Sermon Text as Prepared (will vary slightly from the video)
It is always good to be with you – we have a connection that dates back to the fall of 2018, when I came to visit you in preparation for a sabbatical ministry. I have since supported your Wellspring program, preached for you, and in the last few weeks provided pastoral support while Rev. Lara has been on leave. You know that I often bring messages of hope, creativity, and spiritual nourishment. And physical nourishment too, as many of you remember that I preached about pie – as I wore this beautiful stole made for me by Rev. Lara for our first sabbatical service together.
But if you came today for pie, well… that’s not this.

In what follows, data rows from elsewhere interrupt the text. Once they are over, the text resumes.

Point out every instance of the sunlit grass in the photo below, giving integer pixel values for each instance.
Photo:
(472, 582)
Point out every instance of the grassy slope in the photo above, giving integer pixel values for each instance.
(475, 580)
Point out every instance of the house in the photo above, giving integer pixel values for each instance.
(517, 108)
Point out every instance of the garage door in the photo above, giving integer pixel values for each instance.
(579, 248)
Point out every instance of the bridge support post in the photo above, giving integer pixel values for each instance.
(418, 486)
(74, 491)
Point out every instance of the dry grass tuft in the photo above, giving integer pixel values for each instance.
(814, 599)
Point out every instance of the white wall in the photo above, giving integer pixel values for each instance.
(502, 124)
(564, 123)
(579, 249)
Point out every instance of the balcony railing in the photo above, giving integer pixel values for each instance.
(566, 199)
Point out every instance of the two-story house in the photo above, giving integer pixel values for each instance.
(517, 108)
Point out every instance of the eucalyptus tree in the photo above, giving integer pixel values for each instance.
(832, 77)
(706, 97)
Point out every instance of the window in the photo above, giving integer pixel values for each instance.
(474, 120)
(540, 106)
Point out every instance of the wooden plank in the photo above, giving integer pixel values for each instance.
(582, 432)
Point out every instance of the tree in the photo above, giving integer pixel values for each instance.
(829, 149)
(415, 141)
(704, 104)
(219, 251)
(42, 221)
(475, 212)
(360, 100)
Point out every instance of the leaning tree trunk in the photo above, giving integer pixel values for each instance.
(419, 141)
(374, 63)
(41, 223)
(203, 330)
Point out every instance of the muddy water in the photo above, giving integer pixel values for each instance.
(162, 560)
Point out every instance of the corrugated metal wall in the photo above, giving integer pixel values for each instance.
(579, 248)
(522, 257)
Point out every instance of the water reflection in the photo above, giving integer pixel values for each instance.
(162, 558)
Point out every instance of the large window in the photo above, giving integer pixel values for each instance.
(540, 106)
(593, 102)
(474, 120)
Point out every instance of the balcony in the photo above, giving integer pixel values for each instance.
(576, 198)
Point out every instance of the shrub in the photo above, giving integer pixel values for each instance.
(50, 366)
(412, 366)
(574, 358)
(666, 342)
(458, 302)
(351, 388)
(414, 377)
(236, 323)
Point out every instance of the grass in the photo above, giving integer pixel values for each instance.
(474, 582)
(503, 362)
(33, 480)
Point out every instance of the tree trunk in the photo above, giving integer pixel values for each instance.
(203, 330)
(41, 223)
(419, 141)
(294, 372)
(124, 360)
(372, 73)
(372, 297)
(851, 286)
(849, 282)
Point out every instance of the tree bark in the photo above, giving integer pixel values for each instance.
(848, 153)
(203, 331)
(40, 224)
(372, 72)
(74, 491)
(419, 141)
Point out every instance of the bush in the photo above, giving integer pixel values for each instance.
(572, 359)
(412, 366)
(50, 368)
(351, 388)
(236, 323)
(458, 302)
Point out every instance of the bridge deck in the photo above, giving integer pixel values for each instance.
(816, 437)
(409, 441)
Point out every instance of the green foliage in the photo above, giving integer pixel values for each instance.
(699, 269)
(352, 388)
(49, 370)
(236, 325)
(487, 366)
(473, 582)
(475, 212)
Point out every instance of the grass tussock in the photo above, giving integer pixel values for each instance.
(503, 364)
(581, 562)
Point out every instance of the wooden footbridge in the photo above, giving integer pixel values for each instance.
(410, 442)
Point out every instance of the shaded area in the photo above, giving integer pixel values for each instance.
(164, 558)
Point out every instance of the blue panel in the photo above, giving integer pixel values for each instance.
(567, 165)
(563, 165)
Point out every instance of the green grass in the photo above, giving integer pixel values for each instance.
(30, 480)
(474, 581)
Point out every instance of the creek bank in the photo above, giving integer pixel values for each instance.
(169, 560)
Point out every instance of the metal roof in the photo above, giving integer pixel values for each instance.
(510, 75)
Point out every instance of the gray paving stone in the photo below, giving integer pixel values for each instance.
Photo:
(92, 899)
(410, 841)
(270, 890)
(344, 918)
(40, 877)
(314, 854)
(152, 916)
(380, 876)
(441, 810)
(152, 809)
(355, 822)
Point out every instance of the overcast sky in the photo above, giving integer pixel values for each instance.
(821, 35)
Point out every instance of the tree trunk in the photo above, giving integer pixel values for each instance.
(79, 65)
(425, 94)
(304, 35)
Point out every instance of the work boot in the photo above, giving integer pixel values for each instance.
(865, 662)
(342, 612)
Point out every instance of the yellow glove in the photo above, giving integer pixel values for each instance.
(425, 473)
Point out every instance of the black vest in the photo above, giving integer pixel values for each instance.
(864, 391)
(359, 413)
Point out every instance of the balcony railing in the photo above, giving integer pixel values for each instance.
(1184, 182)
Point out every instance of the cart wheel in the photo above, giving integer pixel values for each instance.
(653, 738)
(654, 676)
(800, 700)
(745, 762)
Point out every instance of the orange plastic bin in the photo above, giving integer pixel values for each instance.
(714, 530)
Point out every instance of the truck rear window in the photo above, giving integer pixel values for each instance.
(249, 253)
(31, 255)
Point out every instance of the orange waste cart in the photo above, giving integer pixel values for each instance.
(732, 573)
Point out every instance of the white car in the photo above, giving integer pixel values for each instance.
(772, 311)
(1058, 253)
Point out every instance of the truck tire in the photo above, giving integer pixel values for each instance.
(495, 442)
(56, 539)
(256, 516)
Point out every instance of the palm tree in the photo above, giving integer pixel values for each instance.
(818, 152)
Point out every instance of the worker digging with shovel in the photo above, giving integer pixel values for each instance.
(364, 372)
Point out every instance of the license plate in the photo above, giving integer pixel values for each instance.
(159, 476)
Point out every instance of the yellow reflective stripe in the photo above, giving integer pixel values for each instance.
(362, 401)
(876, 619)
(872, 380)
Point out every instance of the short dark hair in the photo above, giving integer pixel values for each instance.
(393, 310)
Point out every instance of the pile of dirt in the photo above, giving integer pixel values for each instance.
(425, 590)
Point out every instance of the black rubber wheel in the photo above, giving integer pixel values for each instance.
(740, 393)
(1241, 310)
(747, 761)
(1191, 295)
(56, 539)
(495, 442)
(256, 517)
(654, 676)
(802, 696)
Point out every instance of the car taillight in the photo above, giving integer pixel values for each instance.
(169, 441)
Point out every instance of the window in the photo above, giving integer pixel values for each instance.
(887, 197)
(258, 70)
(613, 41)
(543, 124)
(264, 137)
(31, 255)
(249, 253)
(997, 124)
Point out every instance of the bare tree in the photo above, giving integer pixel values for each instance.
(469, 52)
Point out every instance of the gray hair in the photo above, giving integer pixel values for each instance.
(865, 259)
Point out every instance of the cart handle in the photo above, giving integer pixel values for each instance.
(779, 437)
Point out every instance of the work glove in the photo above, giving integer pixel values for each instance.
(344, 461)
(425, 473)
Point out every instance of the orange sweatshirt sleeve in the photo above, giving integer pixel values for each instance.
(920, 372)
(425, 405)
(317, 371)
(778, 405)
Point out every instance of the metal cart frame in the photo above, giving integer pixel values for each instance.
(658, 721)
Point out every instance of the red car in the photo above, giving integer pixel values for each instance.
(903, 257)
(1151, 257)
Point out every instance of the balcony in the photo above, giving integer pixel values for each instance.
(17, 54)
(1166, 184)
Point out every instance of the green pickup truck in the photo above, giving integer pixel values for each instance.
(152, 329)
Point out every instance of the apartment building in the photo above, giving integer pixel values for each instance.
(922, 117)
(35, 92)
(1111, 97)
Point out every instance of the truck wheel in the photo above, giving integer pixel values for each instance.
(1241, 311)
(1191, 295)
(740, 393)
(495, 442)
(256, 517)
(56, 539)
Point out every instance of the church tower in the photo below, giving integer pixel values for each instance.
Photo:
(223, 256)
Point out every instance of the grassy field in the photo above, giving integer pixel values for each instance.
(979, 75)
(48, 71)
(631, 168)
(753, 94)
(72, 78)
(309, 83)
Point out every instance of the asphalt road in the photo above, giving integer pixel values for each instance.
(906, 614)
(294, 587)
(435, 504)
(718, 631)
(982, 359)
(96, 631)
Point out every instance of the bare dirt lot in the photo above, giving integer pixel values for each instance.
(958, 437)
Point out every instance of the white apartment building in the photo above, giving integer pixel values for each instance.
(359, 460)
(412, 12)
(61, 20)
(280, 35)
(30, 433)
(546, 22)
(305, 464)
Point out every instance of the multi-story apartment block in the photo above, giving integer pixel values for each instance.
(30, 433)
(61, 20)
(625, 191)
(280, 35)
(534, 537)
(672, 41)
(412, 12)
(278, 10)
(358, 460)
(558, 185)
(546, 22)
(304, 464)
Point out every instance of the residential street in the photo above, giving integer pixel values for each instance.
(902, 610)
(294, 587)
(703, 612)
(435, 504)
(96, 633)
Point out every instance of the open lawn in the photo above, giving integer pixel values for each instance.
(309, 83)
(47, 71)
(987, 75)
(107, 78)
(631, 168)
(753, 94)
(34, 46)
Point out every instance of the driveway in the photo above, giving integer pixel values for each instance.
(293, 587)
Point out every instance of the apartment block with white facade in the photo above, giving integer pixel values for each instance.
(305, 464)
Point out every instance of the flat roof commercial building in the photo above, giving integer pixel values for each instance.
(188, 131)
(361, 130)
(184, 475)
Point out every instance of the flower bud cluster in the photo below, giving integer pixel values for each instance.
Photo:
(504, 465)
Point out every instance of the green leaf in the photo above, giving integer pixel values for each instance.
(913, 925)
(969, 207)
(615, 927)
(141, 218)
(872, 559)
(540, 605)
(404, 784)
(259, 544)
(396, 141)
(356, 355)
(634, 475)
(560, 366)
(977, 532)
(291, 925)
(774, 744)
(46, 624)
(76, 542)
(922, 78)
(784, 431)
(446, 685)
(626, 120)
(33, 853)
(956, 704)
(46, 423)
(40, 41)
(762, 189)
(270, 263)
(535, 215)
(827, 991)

Because while I have been a pastor to you, I haven’t always been a good prophet. I have sometimes pulled my punches; I’ve let the truth hide under beauty and metaphor.
Instead, today, I must lean into my call. This stole…
… given to me on the day of my ordination, reminds me that I must sometimes speak plainly and lean into the prophetic … to remember that being in covenant and communion with you requires me to tell you, people that I love, the unvarnished truth.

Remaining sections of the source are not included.